Previous structural and functional MRI studies have suggested that irritability is related to abnormalities within the dorsolateral prefrontal cortex [15,16,17,18, 22, 23]. Surprisingly, we did not find this association. However, previous studies were conducted on participants between the ages of 7 and 18, whereas our age range extended up to 26 years. Further, Tseng et al. (2018) reported that activation of the medial prefrontal cortex and anterior cingulate cortex during a frustration attention task was greater in irritable children compared to irritable young adults. Thus, it is possible that the relationship between irritability and prefrontal cortex does not extend into early adulthood. Moderation analyses modeling an irritability-by-age interaction supported this possibility: among the younger participants in our sample, irritability was negatively associated with CT of the dorsolateral prefrontal cortex. However, this relationship waned by early adulthood.

The current study documented more robust and widespread associations between irritability and CT than previous structural MRI studies [15, 16, 63, 68]. This difference may be attributed to three distinct advantages of the current approach. First, the structural covariance networks defined by NMF provided a parsimonious summary of the high-dimensional imaging data that limited multiple comparisons. This concise summary of the data allowed us to use rigorous FDR-correction for all comparisons, rather than cluster-based inferences that may be prone to Type 1 errors in many common implementations [69]. Second, instead of a categorical case–control approach, we used a validated dimensional measure of irritability. While case–control studies are useful for describing DMDD as a distinct clinical syndrome [1], a dimensional measurement of irritability may provide a greater sensitivity to detect individual differences in brain structure [9]. Lastly, most studies have analyzed irritability within a specific psychiatric disorder, such as bipolar disorder [16] or depression [15]. In comparison, relatively fewer studies have examined irritability in the context of the comorbidity that is commonly observed in clinical practice [18, 19, 67, 68]. Our study included a transdiagnostic sample with substantial comorbidity, resulting in findings that may be more generalizable to the community.

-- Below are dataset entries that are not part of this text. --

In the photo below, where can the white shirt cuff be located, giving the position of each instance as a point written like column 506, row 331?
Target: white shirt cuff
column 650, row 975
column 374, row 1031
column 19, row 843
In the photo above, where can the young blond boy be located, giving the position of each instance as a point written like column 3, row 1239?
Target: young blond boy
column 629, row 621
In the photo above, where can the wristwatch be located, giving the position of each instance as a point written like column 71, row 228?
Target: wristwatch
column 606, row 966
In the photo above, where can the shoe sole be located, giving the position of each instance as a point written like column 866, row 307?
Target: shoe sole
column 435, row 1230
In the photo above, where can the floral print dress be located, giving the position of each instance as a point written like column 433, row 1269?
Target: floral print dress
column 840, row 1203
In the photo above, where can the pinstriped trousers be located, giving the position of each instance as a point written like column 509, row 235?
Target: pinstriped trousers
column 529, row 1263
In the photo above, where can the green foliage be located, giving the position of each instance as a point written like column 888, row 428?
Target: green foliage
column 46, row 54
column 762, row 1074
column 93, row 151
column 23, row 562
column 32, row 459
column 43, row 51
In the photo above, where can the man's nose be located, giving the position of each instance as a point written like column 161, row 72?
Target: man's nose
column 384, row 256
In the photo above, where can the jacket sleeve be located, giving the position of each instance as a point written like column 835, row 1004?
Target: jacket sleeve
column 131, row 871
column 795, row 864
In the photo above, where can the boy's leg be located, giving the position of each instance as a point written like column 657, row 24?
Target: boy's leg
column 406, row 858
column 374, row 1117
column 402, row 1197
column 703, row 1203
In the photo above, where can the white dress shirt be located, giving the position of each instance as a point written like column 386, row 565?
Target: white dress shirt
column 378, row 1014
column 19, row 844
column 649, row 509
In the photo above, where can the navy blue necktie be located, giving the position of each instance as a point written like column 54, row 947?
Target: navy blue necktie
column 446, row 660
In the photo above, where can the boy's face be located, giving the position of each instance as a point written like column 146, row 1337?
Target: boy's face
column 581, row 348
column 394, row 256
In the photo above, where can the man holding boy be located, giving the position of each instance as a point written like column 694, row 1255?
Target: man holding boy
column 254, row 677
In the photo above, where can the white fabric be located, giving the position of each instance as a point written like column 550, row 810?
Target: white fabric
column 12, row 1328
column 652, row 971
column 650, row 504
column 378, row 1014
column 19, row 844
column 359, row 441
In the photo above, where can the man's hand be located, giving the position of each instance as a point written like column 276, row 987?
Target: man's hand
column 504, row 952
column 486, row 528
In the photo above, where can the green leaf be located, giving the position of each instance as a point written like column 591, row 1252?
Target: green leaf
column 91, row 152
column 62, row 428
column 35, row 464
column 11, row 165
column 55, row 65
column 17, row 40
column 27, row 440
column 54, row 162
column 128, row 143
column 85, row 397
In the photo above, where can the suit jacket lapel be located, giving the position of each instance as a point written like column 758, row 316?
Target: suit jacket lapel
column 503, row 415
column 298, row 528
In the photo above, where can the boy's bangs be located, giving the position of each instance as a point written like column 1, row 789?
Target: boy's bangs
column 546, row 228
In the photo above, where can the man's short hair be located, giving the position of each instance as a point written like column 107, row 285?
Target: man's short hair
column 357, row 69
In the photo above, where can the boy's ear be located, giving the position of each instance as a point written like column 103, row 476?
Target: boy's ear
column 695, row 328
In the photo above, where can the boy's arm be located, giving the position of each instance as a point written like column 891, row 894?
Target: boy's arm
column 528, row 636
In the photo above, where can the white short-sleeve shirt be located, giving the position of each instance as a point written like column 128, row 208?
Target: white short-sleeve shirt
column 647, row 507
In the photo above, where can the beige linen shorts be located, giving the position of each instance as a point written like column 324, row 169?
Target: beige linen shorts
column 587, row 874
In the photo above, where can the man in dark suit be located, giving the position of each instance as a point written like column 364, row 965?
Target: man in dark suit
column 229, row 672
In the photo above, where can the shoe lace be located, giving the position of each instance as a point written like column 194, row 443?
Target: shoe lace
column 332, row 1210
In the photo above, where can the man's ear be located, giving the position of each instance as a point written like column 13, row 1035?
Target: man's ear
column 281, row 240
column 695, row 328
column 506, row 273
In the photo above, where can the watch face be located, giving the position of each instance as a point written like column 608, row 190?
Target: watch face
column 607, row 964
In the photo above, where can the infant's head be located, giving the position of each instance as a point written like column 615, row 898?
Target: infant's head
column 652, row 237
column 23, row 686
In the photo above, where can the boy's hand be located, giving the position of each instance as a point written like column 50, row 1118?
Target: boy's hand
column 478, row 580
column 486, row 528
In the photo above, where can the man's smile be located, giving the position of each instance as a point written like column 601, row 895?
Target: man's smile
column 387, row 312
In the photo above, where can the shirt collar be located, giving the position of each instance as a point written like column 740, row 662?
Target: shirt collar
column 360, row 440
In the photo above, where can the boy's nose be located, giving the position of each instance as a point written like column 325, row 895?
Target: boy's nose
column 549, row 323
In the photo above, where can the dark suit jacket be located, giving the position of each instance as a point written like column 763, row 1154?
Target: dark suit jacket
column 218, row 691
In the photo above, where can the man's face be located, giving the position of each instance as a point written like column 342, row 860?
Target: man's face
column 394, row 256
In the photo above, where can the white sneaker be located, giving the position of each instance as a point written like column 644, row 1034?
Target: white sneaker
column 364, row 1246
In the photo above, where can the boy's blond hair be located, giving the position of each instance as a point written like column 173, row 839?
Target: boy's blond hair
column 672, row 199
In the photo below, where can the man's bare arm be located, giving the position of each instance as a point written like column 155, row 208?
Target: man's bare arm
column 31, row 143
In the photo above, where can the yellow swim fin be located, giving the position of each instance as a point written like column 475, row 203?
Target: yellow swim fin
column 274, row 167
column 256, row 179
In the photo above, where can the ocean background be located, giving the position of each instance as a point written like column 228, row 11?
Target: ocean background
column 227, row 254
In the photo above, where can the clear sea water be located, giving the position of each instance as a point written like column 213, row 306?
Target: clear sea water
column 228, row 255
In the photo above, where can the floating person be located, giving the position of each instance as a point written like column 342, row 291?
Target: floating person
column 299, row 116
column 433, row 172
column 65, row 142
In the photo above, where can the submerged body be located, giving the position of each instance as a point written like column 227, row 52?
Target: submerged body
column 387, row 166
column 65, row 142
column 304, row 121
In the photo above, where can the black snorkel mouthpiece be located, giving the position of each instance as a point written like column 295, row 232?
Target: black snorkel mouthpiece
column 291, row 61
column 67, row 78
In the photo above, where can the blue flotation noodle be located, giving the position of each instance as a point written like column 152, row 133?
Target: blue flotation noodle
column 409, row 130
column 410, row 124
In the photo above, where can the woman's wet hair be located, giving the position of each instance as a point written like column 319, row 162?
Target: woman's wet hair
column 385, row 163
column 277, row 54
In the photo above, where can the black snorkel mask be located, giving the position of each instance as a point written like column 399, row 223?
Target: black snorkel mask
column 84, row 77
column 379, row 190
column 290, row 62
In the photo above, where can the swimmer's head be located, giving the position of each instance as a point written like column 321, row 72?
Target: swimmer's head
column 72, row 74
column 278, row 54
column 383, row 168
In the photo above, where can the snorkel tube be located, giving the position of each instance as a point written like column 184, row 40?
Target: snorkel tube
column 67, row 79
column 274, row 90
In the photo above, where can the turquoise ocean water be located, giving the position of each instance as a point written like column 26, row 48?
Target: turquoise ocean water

Despite these advantages, several limitations should be noted. One disadvantage to having a sample with diverse clinical phenotypes and comorbid disorders is that we did not have sufficient statistical power to test whether the neural mechanisms underlying irritability differed among specific psychiatric disorders. Identifying the common and dissociable neural correlates of irritability across specific disorders could potentially have important implications for targeted therapies [1, 9]. Additionally, this study would have benefited from having the same dimensional measure of irritability at baseline and follow-up so that longitudinal analyses could have tested within-subject changes in irritability and CT. As previously noted, this is the first longitudinal study to examine brain maturation as irritable adolescents transition into adulthood. Ideally, longitudinal studies with three or more timepoints would map trajectories of brain development from childhood to adulthood.

In summary, we found that transdiagnostic symptoms of irritability were associated with widespread reductions in CT and accelerated cortical thinning in multiple brain networks. In particular, structural deficits were found in networks that support emotion regulation, including the orbitofrontal, medial temporal, and lateral temporal cortex. Future studies should incorporate repeated measurements of irritability and data from multi-modal imaging. Ultimately, such findings could allow for targeted interventions in youth at risk.

Funding and disclosure

This work was supported by grants from the National Institute of Mental Health: R01MH107703, R01MH113550, K99MH117274, R01MH112847, R01EB025471, R01MH113565, R01MH11207, S10OD023495, and R01EB022573. Support for developing multivariate pattern analysis software was provided by a seed grant by the Center for Biomedical Computing and Image Analysis (CBICA) at Penn. Additional support was provided by the Lifespan Brain Institute at the Children’s Hospital of Philadelphia and Penn Medicine & the AE Foundation. The authors declare no competing interests.